Always, these kind of discovery, coming of age things appeal to me. Because I am a stuck person. I am, no matter my chronological age, or what I spend my time doing, stuck, at the point of being NEARLY a formed person, but somehow stuck in the one day phase.

I think this is interesting, and I wonder whether it is partly a response to living with the change in life that comes when adolescence is spent in the psych ward. When, from, “when I grow up, I will…” is replaced with just fighting to rediscover normal.

Where all the things you think life is about stop, and something new comes in, and you are just carried backwards down the river of life. Fighting to breathe, and never knowing what is the reality and what is expected.

it’s funny, because, you can do a whole range of “normal” things, but you lose that sense of achieving, of being part of the same life.

But, this film, like so many coming of age films caught me. because, I STILL wonder why my real life would be and will be like. Which is dangerous, because, this is it. There is no rehearsal, there is no, absolutely no chance that I will wake up one day back in my original life, before the hospital, or before the house move, or before any of those pivotal things. So, I am not sure how to unstick. I mean, I keep doing things, but, I never really feel right. I wonder if this happens to lots of people in the same circumstances (of which there must be many)

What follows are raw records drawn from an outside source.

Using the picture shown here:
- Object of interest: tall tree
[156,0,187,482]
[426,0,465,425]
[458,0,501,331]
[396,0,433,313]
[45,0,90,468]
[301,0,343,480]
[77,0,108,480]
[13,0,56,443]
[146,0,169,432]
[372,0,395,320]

In this film, however, when the hero loses everything despite his best, most underhanded and concerted efforts, and despite the challenges he faces, everything lacking in his life, he gets to know how badly he has been treated by the one person who he was supposed to rely on, but never could, and then he gets to die.

This is what I wished. And, I am not sure that there isn’t actually a level of mercy in the outcome. But, I suppose, that having been given a chance to do more, doing more must be what happens. But how to reassimilate the ongoing life with the pre schism existence?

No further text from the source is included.